Execution Scenario Validation

Execution scenario validation checks that a running ANIP service behaves like its contract says it will behave. It is separate from protocol conformance.

  • Conformance asks: does this service speak ANIP correctly?
  • Scenario validation asks: does this service make the right governed execution decision for this business situation?

Both are required.

Why conformance is not enough

A service can be protocol-conformant and still be behaviorally wrong.

For example, it might:

  • Return available when it should require approval.
  • Ask for clarification when actor policy should derive the value.
  • Leak a previous assistant clarification into the next capability selection.
  • Accept an unsupported target because the backend binding has an overly broad pass-through.
  • Expose a raw backend operation as an ANIP capability without governance.
  • Produce different public manifests across language targets generated from the same contract.

Conformance catches wire-format and protocol errors. Scenario validation catches semantic drift.

Validation inputs

An execution scenario validation pack should include:

FieldMeaning
Scenario IDStable identifier for the case.
User requestNatural-language request or direct invoke payload.
Expected capabilityCapability that should own the request.
Token/actor contextScopes, actor identity, tenant, session, or approval state.
Prior turn contextPrevious clarification or approval request, if any.
Expected outcomesuccess, clarification_required, approval_required, restricted, denied, or a specific failure type.
Expected audit postureRequired audit class or linkage.
NotesWhy this behavior matters.

For direct service validation, the pack can invoke capabilities directly. For agent-facing validation, it can include model/planner requests and expected capability/outcome.

Scenario classes to test

At minimum, validate these:

ClassExample
Capability selection"Create a Sev-2 bug from this incident" selects jira.incident_bug.prepare.
Missing context"Summarize pipeline for the quarter" asks which quarter.
Dynamic reference resolution"Summarize Acme" routes to backend resolution instead of rejecting because Acme is not hardcoded.
Approval stop"Post this incident update to Slack" returns approval_required before sending.
Approval continuationSame request with a valid one-time grant performs the side effect exactly once.
Denial"Run arbitrary SQL" is denied by the Superset fronting service.
RestrictionUser can see regional aggregates but not owner-level records.
Follow-up after clarificationUser answer fills the missing field for the same capability, not a different one.
Manifest parityGenerated services in every supported language expose the same public capability surface.

What to assert

Prefer stable assertions:

  • Capability ID.
  • Outcome status.
  • Required clarification field.
  • Approval request presence.
  • Approval grant policy.
  • Whether mutation occurred.
  • Audit linkage identifiers.
  • Contract signature or manifest digest.
  • Capability count and capability ID set.

Avoid brittle assertions:

  • Exact wording of model-generated summaries.
  • Exact timestamp strings.
  • JSON field ordering.
  • Provider-specific incidental metadata unless it is part of the contract.

Approval validation

Approval scenarios should validate both halves:

  1. Initial invoke returns approval_required with a preview and approval request.
  2. A valid approval grant allows the exact continuation.
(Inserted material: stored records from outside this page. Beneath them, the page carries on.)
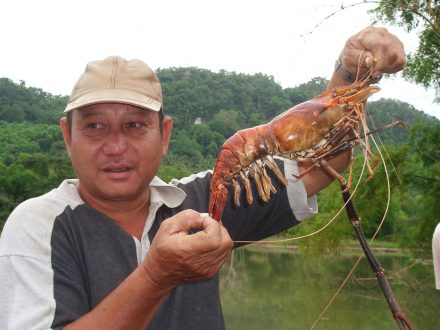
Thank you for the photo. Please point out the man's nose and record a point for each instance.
(115, 143)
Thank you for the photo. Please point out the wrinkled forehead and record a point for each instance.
(112, 110)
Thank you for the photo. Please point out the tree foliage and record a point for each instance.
(423, 66)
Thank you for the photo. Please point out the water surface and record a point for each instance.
(263, 289)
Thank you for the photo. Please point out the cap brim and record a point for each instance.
(114, 96)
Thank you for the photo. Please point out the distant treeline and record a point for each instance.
(207, 108)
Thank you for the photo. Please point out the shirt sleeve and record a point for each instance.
(25, 272)
(303, 207)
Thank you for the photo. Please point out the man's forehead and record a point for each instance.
(111, 109)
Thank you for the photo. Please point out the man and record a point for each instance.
(119, 248)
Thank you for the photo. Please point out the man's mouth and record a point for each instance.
(117, 169)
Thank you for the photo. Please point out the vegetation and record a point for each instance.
(209, 107)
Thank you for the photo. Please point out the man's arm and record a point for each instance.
(175, 256)
(380, 48)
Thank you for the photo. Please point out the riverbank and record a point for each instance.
(348, 247)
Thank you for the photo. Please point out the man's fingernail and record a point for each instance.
(368, 61)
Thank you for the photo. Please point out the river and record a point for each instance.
(263, 288)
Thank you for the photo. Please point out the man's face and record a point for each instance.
(116, 149)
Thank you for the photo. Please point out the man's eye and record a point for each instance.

The grant should be bound to:

  • Capability.
  • Parameters digest.
  • Actor/session when session-bound.
  • Expiry.
  • Use count.
  • Approval request ID.

The service should reject:

  • Reused one-time grants.
  • Expired grants.
  • Grants for different parameters.
  • Grants for different capabilities.
  • Session-bound grants used outside the bound session.

Fronting validation

For fronting services, scenario validation must prove that ANIP is not just renaming backend tools.

Validate that:

  • Agents see governed capabilities, not raw backend tools.
  • Native APIs, GraphQL APIs, or MCP tools are implementation material, not the public behavior contract.
  • Write-adjacent operations stop at preview or approval.
  • backend_options is bounded and audited.
  • Raw SQL, hidden project switching, unbounded exports, or arbitrary tool pass-through are denied.
  • Package metadata does not imply a backend path that the implementation does not actually use.
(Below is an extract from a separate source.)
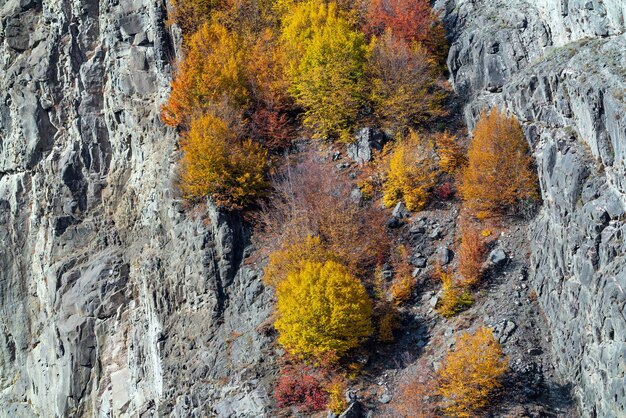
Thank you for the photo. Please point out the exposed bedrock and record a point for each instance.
(560, 67)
Language and framework parity

Generated services must preserve public manifest shape across:

  • Python
  • TypeScript
  • Go
  • Java
  • C#

Framework variants should preserve behavior too:

  • TypeScript Hono, Express, Fastify.
  • Java Spring Boot, Quarkus.

The implementation may differ internally, but the signed public manifest must not drift. Custom bundles can fill execution seams; they must not rewrite declaration shape, inputs, side effects, scopes, approval policy, or composition metadata.

Release gate guidance

Use three layers:

  1. Fast per-scenario debugging — small phase-sized runs.
  2. Full scenario banks — release gate for a showcase or contract.
  3. Cross-language parity — same contract, all generated targets, same expected outcomes.

If a scenario fails, do not immediately patch the phrase or one model output. First ask whether the contract is missing a generic behavior primitive, whether the implementation is violating the contract, or whether the scenario expectation is wrong.

That discipline is how ANIP avoids hiding domain-specific behavior inside generic runtime code.